I thing so like this for new shapefile ?

if intersectfeatures:
    outfile = "utputfile.shp"
    with fiona.collection(outfile, "w", "ESRI Shapefile", outschema) as output:
        for outfeature in intersectfeatures:
            output.write(outfeature)

But I can't to connection, any idea ?

Best Answer

For the first, you could to create a spatial join where you merge points to polygons, so you'd get a frequency of points per polygon as an attribute. Spatial joins are covered at geopandas here and are reviewed in a simple notebook here. The code snippet you include from their site is more complicated, and what's "under the hood" of their library. You could add geopandas as a dependency, and that will even reduce your fiona code.

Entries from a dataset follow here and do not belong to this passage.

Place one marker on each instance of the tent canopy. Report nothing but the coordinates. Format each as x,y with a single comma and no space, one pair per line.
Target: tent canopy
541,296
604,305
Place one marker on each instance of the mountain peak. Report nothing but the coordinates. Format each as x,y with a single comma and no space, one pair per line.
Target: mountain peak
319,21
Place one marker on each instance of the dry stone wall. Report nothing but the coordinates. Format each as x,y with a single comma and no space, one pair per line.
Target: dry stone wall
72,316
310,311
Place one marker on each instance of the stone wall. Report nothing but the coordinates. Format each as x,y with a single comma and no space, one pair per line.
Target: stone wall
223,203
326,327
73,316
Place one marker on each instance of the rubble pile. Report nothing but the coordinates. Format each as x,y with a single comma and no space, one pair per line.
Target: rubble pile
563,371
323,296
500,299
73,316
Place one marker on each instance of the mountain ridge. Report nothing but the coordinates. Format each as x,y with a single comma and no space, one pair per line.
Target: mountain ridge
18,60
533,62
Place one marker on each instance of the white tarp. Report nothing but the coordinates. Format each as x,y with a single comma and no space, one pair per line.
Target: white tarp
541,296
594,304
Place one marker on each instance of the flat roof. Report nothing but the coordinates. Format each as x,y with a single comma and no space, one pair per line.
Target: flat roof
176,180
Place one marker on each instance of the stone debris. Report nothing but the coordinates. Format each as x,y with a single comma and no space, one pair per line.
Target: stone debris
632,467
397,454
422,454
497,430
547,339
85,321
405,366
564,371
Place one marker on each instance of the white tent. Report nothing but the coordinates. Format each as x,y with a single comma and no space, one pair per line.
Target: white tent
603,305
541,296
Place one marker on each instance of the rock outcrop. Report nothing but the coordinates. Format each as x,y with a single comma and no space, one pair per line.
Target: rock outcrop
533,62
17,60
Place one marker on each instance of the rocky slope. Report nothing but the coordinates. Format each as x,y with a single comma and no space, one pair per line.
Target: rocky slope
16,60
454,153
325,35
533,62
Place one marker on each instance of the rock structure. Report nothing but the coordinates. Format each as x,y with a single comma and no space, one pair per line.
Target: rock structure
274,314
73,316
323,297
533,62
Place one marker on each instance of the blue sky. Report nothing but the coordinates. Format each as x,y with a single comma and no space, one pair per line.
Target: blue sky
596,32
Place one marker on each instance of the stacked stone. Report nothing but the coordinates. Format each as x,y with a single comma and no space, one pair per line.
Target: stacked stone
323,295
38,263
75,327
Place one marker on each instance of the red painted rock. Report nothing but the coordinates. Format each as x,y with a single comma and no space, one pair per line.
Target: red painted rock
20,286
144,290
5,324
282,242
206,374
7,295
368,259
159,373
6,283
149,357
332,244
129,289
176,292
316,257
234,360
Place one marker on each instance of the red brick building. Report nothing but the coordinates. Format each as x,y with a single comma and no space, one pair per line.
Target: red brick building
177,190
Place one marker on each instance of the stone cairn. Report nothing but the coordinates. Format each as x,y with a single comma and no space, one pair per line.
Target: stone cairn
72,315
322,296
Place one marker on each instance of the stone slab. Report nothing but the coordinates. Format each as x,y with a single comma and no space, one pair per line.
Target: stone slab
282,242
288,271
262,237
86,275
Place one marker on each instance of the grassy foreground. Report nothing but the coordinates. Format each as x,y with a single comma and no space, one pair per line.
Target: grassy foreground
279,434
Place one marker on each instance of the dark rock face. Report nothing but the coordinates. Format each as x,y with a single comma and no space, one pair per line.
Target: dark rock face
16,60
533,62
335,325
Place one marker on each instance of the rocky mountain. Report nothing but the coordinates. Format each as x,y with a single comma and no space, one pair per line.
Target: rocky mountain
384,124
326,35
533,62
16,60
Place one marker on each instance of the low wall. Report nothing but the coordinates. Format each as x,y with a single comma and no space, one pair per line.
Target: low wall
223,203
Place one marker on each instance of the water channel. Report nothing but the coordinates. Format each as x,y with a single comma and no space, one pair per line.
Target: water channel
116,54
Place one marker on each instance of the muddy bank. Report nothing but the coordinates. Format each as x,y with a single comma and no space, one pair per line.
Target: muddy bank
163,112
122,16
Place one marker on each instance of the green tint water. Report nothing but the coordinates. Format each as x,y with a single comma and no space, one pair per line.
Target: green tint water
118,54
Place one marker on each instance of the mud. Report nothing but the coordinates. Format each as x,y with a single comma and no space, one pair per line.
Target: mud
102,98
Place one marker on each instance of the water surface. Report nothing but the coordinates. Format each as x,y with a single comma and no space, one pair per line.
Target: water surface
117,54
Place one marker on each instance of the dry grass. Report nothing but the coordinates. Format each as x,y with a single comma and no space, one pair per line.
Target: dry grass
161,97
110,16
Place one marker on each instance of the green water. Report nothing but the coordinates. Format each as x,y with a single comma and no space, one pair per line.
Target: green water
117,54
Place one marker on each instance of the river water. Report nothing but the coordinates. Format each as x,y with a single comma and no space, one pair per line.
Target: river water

For the second goal you state, do you really need a new shapefile with counts greater than 0, or is it a visualization task (where you select to visualize polygons with 1 or more points)? If you need a new shapefile, you'd select your polygons with frequency > 0, save as a GeoDataFrame, and then export as a shapefile.

Note: You'll need to also install rtree to get the spatial join to work properly in geopandas.